China and Russia have reached broad consensus on the proper handling of the sudden closure of the Cherkizovsky Market through friendly negotiations, said Chinese Vice Minister of Commerce Gao Hucheng in Moscow Saturday.

Gao, who arrived in Moscow Wednesday, heads a Chinese delegation for talks on the impact of the June 29 closing of the market, where tens of thousands of Chinese vendors had been operating.

Local analysts said the shutdown has marked an inevitable transformation of the nongovernmental trade between China and Russia and necessitated a change in mindset and operation mode among Chinese businessmen in Russia.

Reasons behind the abrupt shutdown

Cherkizovsky is Russia's biggest wholesale market.
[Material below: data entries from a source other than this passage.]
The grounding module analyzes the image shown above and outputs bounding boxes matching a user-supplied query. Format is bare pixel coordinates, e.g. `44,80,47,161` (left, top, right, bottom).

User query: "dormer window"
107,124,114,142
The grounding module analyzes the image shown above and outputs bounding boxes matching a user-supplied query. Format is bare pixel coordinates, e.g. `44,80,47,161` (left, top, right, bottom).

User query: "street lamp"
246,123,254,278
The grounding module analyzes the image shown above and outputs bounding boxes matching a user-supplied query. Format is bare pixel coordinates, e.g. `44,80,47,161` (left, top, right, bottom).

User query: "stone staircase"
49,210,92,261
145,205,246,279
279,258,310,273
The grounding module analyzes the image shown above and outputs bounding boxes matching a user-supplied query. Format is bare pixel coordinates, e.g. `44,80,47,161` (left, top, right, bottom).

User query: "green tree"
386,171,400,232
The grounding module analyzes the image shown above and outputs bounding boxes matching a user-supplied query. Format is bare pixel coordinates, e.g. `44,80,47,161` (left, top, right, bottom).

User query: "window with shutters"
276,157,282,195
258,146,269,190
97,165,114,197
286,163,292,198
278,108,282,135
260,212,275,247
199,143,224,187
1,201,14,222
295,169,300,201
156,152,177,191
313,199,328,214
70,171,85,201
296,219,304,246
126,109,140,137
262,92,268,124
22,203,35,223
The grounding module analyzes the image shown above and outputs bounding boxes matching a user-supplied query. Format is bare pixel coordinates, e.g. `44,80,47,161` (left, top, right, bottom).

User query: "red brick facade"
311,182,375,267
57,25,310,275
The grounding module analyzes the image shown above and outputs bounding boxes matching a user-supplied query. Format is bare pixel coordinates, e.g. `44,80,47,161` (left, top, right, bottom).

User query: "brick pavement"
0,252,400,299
Police abruptly shut down the nearly 300-hectare market in northeastern Moscow on June 29 after disclosure by the Russian Federal Supervision Service for Consumer Rights Protection and People Welfare of various illegal and irregular operation in the markets

Russian Prosecutor General's Office said the shutdown was due to bad sanitary and fire control conditions, but local media believe many factors have prompted the closure.
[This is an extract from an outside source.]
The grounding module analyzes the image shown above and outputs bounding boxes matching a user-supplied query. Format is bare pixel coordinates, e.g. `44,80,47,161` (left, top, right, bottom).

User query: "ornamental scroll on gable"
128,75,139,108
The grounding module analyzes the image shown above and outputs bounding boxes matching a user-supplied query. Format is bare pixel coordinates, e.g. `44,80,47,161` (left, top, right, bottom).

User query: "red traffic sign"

A June report tendered by Minister of Industry and Trade Victor Khristenko stated that contraband goods not only cost the government great loss in taxation, but also undermine the development of the country's light industry.

The report suggested promoting legal, standardized chainstores and cracking down on terminal markets notorious for the sales of counterfeited and shoddy products and goods entered the country through "grey customs clearance".

Russian Federal Supervision Service for Consumer Rights Protection and People Welfare, Prosecutor General's Office, Federal Migration Service , Moscow municipal government and other government agencies even proposed shutting down the market for good.

The latest poll conducted by research group Levada Center also showed that among 94 percent of Moscow citizens who know about the closure, 67 percent support the move. Another online poll conducted by newspaper Izvestia also showed that over 80 percent of netizens are in favor of the shutdown.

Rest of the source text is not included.